To begin, in the sterile hood, screw autoclave 24 well pots into the ethanol sterilized cell module. Add 900 microliters of base media into each pot. Now connect the autoclave dipping electrodes magnetically to the cell module lid.
Then close the lid over the wells so that the dipping electrodes fit into the bottom electrode pots. Next, attach the cell module to the adapter in an incubator. Then launch the software, and click on the layout tab to load and annotate the experimental plate map.
Use a sterile 24 well culture plate to hold the membrane inserts. Where coating is required, add extracellular matrix solution to the intersection of the well With a single channel pipette, carefully seed the brain endothelial cells into the apical chamber of each well insert. To create a cell-free well, pipette only complete media into one of the inserts.

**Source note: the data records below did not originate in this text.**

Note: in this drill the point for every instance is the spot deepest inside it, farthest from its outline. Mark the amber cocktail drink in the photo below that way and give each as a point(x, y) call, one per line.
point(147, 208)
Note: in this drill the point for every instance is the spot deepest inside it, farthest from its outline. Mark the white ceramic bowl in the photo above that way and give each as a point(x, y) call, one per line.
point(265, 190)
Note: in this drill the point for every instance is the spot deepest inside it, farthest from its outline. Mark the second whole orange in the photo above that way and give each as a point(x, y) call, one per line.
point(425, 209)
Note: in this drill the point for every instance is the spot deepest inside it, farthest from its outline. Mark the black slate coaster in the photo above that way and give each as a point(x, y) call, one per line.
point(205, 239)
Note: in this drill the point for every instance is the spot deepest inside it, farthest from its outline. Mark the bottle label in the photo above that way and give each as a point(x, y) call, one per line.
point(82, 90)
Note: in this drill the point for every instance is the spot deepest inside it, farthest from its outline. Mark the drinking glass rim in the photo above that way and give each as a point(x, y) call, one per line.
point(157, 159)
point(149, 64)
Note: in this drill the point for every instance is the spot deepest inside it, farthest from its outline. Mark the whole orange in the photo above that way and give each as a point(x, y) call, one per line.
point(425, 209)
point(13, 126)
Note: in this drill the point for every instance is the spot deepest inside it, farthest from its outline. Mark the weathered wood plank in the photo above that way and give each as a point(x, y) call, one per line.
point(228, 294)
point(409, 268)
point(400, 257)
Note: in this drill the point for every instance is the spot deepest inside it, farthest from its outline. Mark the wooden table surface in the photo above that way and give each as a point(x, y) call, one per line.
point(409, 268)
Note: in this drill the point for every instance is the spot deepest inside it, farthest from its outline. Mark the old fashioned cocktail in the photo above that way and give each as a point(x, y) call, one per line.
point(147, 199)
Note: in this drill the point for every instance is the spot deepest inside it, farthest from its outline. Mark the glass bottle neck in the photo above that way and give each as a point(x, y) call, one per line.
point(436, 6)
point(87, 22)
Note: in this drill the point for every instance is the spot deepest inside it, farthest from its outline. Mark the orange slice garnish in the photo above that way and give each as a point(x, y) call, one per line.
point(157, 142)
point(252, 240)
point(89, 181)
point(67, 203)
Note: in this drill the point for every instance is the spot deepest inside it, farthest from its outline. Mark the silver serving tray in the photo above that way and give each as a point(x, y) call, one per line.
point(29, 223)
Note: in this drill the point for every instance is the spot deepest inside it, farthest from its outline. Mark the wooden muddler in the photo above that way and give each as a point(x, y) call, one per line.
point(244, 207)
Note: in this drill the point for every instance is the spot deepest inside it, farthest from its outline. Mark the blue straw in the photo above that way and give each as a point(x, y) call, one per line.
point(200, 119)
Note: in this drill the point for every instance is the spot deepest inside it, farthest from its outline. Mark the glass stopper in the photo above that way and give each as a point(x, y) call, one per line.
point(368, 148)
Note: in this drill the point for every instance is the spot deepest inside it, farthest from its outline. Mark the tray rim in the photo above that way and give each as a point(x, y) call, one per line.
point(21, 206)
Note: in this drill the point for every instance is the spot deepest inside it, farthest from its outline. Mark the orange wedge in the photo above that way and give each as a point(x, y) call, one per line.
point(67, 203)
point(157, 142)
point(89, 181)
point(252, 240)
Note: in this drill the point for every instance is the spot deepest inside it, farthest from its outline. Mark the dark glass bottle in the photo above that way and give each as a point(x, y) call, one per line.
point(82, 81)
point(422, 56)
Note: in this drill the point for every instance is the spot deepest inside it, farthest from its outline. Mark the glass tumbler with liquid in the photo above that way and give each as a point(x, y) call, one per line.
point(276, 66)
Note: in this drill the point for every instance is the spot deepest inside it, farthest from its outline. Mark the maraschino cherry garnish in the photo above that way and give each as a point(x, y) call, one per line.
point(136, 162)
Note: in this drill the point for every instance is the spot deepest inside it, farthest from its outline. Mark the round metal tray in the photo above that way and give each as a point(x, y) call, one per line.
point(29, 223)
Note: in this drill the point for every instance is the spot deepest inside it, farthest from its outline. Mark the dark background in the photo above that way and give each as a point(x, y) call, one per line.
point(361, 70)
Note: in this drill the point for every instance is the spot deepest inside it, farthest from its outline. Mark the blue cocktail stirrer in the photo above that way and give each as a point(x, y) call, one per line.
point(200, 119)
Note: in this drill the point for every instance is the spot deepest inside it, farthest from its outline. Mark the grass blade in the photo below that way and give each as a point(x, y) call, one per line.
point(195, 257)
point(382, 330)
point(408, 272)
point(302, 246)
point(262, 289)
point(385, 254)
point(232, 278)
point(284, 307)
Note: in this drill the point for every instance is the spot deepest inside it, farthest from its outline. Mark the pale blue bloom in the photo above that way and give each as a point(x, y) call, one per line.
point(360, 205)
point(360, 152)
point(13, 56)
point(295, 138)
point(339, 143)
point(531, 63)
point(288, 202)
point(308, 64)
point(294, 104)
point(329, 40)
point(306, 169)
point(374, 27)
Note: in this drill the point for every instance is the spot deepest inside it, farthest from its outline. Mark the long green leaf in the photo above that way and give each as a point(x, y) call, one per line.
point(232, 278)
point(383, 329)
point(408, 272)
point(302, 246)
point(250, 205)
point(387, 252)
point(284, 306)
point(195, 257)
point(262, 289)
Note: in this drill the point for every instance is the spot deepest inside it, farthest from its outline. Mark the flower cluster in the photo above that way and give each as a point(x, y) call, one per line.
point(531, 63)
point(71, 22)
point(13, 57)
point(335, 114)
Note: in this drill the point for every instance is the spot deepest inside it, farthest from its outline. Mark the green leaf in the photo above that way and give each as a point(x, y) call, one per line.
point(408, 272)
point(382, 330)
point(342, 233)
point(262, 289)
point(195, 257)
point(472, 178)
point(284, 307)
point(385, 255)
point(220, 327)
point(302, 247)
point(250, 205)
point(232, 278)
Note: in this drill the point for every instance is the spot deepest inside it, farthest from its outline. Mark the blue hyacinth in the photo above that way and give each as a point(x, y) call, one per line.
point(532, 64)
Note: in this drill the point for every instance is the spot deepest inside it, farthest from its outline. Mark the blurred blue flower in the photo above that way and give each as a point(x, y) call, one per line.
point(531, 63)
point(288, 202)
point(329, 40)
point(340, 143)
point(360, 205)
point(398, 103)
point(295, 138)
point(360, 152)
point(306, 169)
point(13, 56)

Then transfer the cell module from the incubator into a sterile hood. Using tweezers, carefully transfer the prepared inserts into the electrode pots. Place the cell module back in the incubator over the adapter.
Then locate the spectrum section in the experiment control tab, and select Start at one hertz, and stop at 100 kilohertz to acquire data over the entire frequency range. Next, under the wait time, select 15 minutes to permit continuous measurements at the fastest rate. Press start to initiate data collection.
After approximately 48 hours, once a plateau in the endothelial resistance is reached, place the prepared treatments in an incubator to maintain an optimal temperature. Remove the cell module at a selected treatment time that begins immediately after a 15 minute measurement. In a sterile hood, open the cell module.
Then carefully pipette 70 microliters of the treatment into the apical chamber of the respective insert. Immediately return the cell module to the adapter before the next measurement begins. To end the experiment, press the stop button, then click on file, followed by export to export the data directly to an XLS file, and name it appropriately.
While some variation was observed between replicate wells, data normalization reduced this variation, and allowed for a better comparison of the treatment with the control. A transient decrease in trans endothelial electrical resistance was observed when cytokines were added. The melanoma cell lines caused a substantial decrease in resistance within five hours.